Gelingt der Turnaround? : Industrielle Papierverarbeiter hoffen auf Nachhaltigkeits-Boom

PROPAK-Obmann Georg Dieter Fischer: "Wir können hier nicht wirklich von Wachstum reden."
- © PROPAKDem Umsatzrückgang steht zwar ein Plus bei der Menge gegenüber, aber: "Wir können hier nicht wirklich von Wachstum reden, sondern stehen damit nach acht Jahren wieder auf dem Produktionsniveau von 2017 – mit den Kosten von 2025“, betont PROPAK-Obmann Georg Dieter Fischer. Auch im Export, dem Rückgrat der Branche mit einer Exportquote von 80 Prozent, sank der Wert sogar um 5 Prozent. "Vier von fünf Euro werden im Ausland verdient. Wenn wir im Export weniger erwirtschaften, trifft das unsere Unternehmen mit voller Wucht“, so Fischer.

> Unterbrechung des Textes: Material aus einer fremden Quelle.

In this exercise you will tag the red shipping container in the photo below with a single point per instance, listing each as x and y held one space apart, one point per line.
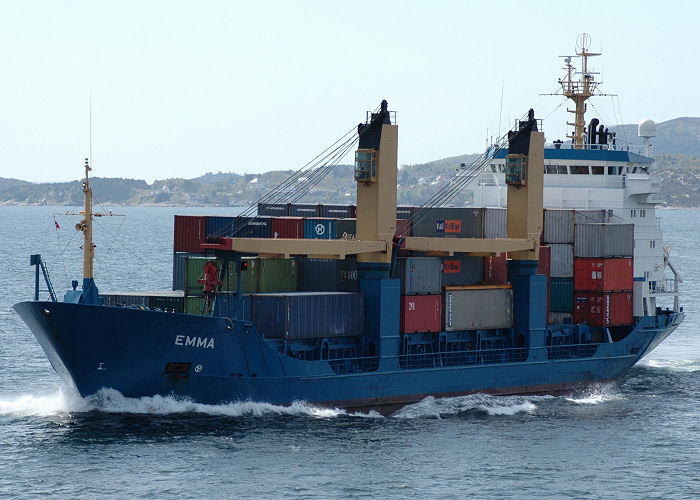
604 275
189 233
603 309
545 258
421 313
287 227
495 271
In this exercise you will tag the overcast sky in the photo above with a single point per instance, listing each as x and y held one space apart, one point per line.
184 88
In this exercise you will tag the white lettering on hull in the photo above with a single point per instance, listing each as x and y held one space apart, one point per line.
201 342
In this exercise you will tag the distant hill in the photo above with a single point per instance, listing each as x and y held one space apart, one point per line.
680 136
677 149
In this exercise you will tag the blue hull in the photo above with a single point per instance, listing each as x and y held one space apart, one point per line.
217 360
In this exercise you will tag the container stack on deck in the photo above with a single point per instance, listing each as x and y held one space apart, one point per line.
587 259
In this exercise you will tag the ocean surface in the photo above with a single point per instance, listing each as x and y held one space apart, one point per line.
638 437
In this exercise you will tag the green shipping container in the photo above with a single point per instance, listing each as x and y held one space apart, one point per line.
194 305
249 279
194 271
277 275
561 294
169 304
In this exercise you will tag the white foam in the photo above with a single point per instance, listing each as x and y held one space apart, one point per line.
60 403
65 401
677 365
431 407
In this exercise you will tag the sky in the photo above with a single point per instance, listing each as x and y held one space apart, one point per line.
179 89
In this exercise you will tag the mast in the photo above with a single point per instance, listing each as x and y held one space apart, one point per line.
579 91
90 293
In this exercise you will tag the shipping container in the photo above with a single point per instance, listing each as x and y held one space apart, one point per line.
494 270
194 271
277 275
328 275
461 270
194 305
561 294
545 261
421 313
221 226
604 240
189 233
495 223
225 306
559 223
126 299
404 212
603 275
180 268
318 228
168 301
603 308
562 260
287 227
346 229
249 277
419 275
253 227
448 222
403 228
303 315
273 209
337 211
559 318
301 210
348 276
478 308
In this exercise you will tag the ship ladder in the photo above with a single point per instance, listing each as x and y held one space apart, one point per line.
35 260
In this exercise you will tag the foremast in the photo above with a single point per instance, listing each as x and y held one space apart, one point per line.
90 292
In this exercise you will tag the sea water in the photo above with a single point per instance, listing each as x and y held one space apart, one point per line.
637 437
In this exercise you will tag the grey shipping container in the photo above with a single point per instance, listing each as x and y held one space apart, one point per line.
604 240
448 222
478 308
302 315
560 318
419 275
301 210
495 223
562 263
328 275
273 209
461 270
559 223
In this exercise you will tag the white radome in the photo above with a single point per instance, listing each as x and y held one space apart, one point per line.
646 128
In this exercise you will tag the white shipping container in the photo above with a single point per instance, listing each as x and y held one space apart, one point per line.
495 222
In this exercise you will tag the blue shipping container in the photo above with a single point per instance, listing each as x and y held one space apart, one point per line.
225 306
319 229
303 315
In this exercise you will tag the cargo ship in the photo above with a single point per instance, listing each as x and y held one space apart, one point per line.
373 306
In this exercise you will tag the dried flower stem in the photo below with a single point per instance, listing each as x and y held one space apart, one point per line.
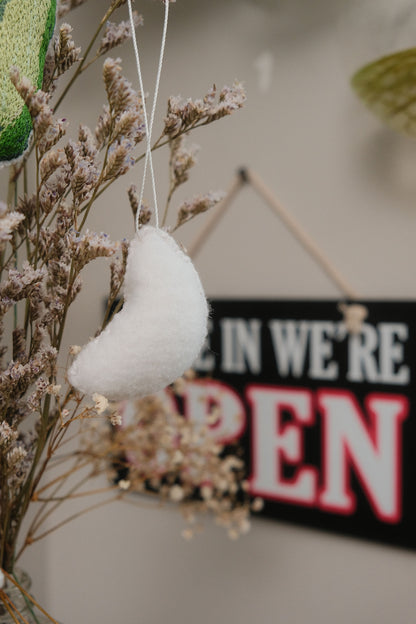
28 596
81 66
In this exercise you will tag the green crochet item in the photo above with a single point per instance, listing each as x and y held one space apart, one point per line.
26 27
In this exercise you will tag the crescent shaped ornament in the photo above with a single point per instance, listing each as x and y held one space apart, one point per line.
158 333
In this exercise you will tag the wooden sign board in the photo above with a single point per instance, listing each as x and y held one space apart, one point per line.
327 419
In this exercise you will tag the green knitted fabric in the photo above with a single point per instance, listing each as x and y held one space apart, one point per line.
26 27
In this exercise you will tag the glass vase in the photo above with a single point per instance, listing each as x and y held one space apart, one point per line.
25 608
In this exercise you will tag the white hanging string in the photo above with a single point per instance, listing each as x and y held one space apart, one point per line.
149 125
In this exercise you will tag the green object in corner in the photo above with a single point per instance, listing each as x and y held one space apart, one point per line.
26 27
388 88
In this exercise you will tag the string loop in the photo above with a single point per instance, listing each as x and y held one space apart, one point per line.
148 162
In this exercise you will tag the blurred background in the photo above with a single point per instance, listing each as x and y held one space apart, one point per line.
351 183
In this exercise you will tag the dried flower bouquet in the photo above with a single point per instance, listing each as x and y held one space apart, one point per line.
44 245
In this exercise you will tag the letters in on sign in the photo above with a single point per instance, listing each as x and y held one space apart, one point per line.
326 418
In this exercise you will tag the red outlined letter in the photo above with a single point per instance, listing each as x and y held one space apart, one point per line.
201 396
275 444
370 446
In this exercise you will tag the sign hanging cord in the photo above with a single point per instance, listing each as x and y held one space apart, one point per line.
149 125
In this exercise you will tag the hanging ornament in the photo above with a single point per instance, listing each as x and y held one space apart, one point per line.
159 332
26 27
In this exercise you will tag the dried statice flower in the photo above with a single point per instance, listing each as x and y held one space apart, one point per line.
50 163
197 205
20 283
120 93
185 115
8 434
88 246
66 53
116 34
34 401
9 222
84 171
17 377
119 160
182 159
118 271
87 142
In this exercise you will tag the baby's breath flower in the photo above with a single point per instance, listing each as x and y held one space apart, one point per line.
116 34
100 403
198 204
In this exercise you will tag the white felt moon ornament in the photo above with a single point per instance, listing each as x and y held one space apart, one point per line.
159 331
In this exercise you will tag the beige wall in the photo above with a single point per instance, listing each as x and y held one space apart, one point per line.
351 183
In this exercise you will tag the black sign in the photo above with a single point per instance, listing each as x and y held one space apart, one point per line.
326 417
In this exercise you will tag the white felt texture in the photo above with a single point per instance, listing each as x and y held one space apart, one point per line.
158 333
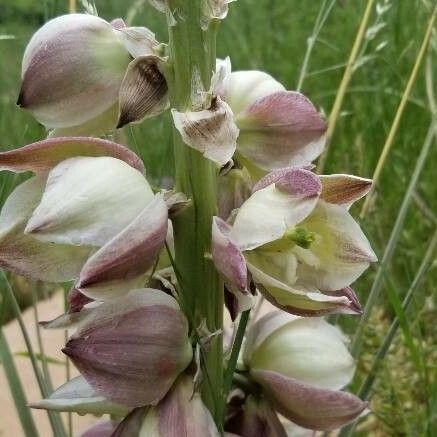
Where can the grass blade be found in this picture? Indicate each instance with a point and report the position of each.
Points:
(15, 386)
(335, 112)
(54, 418)
(394, 237)
(399, 112)
(366, 388)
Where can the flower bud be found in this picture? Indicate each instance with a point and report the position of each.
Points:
(78, 75)
(108, 195)
(301, 365)
(302, 251)
(132, 349)
(72, 70)
(278, 128)
(43, 211)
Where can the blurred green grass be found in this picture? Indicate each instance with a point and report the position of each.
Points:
(272, 35)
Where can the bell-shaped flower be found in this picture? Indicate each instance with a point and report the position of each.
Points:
(302, 364)
(92, 217)
(302, 252)
(79, 75)
(132, 349)
(278, 128)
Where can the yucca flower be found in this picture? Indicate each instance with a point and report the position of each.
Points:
(88, 214)
(301, 365)
(297, 239)
(82, 75)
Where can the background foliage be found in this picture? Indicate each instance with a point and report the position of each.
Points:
(272, 35)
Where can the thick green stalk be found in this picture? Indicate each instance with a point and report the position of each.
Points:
(191, 64)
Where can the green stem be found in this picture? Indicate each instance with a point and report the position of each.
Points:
(233, 359)
(191, 64)
(14, 382)
(54, 418)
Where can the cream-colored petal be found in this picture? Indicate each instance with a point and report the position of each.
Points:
(143, 92)
(270, 211)
(87, 201)
(25, 255)
(296, 348)
(245, 87)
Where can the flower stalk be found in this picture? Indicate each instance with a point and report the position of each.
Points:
(191, 65)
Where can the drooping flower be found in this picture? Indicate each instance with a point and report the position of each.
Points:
(302, 364)
(83, 75)
(301, 250)
(278, 128)
(89, 213)
(132, 349)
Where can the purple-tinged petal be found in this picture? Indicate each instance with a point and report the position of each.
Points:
(102, 429)
(230, 262)
(295, 298)
(340, 252)
(79, 397)
(343, 189)
(72, 70)
(42, 156)
(128, 255)
(211, 131)
(273, 209)
(143, 92)
(292, 180)
(308, 406)
(24, 254)
(280, 130)
(131, 350)
(67, 320)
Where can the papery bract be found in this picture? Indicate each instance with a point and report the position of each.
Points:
(132, 349)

Besonders verschlechtert hat sich die preisliche Wettbewerbsfähigkeit gegenüber Deutschland, mit über 30 Prozent der Haupthandelspartner der PROPAK-Industrie. "Unsere Exportstärke wird nicht zuletzt durch den Nachteil in den Arbeitskosten ausgebremst. Ohne Umdenken verliert der Standort Österreich an Boden“, warnt Fischer.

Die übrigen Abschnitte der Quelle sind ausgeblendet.